Half Your Family's Inside Jokes Come From TV Shows

Whether it was because one of you was a little too much like a character on TV (my youngest brother was straight up Baby Dinosaur from Dinosaurs), they were obsessed with a TV character (my little sister insisted she was "Girl Tommy" from Rugrats until she was, like, 9-years-old) or you all just found a particular joke really funny or relevant to your everyday family life, a television controller was clearly in your mom's Batman-like utility belt. To date, there are several lines any member of my family can recite that will make all of us laugh. Not even catchphrases, just little gags that have come to mean something to us over the years.

We're a TV-loving family. Zero shame.

Muzzy Taught You That Tu Es La Jeune Fille

Double points here. Not only did your parent learn about Muzzy on TV, they then sat you down in front of the TV to learn the program. Say what you will, but I appreciate the parental doubling down on television as a valid choice inherent to this decision.

You Have A Discerning Media Palate To This Day

If you grew up watching a lot of TV (because that's how your mama raised you), you are probably among the snobbiest of snobs in this Golden Age of Television. You've seen enough of what there is out there to know what's good and what's not. You've become a connoisseur! The kind of viewer whose casual office discussions about last night's episode of Game of Thrones sounds like a professional reviewer. Those untold hours spent in the warm glow of the screen was your boot camp, molding you into the thoughtful and judicious viewer you are today.

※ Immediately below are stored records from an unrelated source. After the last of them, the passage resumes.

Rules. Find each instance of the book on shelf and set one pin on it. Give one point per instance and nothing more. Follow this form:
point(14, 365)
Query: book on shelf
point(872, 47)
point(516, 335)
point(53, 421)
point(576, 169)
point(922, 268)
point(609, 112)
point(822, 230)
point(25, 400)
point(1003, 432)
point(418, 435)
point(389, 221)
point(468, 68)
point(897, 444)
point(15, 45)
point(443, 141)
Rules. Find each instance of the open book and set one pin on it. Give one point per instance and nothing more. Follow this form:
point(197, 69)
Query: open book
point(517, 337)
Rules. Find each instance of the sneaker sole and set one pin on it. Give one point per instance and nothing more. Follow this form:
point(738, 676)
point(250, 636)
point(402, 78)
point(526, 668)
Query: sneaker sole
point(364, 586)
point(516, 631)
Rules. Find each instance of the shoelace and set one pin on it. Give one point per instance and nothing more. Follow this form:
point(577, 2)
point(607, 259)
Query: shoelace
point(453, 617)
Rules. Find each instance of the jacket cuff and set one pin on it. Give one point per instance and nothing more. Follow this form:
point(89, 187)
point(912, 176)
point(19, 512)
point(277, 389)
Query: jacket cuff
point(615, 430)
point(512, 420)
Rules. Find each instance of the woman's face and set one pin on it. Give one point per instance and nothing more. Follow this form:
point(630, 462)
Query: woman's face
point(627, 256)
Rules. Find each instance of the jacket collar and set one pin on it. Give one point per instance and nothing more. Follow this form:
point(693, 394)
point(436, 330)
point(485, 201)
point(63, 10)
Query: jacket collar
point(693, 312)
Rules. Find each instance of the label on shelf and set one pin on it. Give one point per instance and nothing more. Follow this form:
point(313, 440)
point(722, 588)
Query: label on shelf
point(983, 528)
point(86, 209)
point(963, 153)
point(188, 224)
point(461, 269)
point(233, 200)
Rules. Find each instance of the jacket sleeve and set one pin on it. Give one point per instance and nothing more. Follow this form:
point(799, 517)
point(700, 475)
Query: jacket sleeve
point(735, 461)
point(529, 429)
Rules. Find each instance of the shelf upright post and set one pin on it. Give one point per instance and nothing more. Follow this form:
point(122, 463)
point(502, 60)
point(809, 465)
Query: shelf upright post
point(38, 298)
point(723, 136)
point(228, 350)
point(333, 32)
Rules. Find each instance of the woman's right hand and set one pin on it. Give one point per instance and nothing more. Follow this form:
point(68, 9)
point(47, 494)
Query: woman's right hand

You're Down With A TV Babysitter, Too

There's a lot that our parents did that will affect our parenting, for better or for worse. But I would say, anecdotally, most of the moms I know whose mothers used TV as a parenting tool will go on to do the same with their own children. Oh sure, maybe they'll want their kids to watch less TV or different types of shows, but chances are screens will play a part in how they bring up their kids.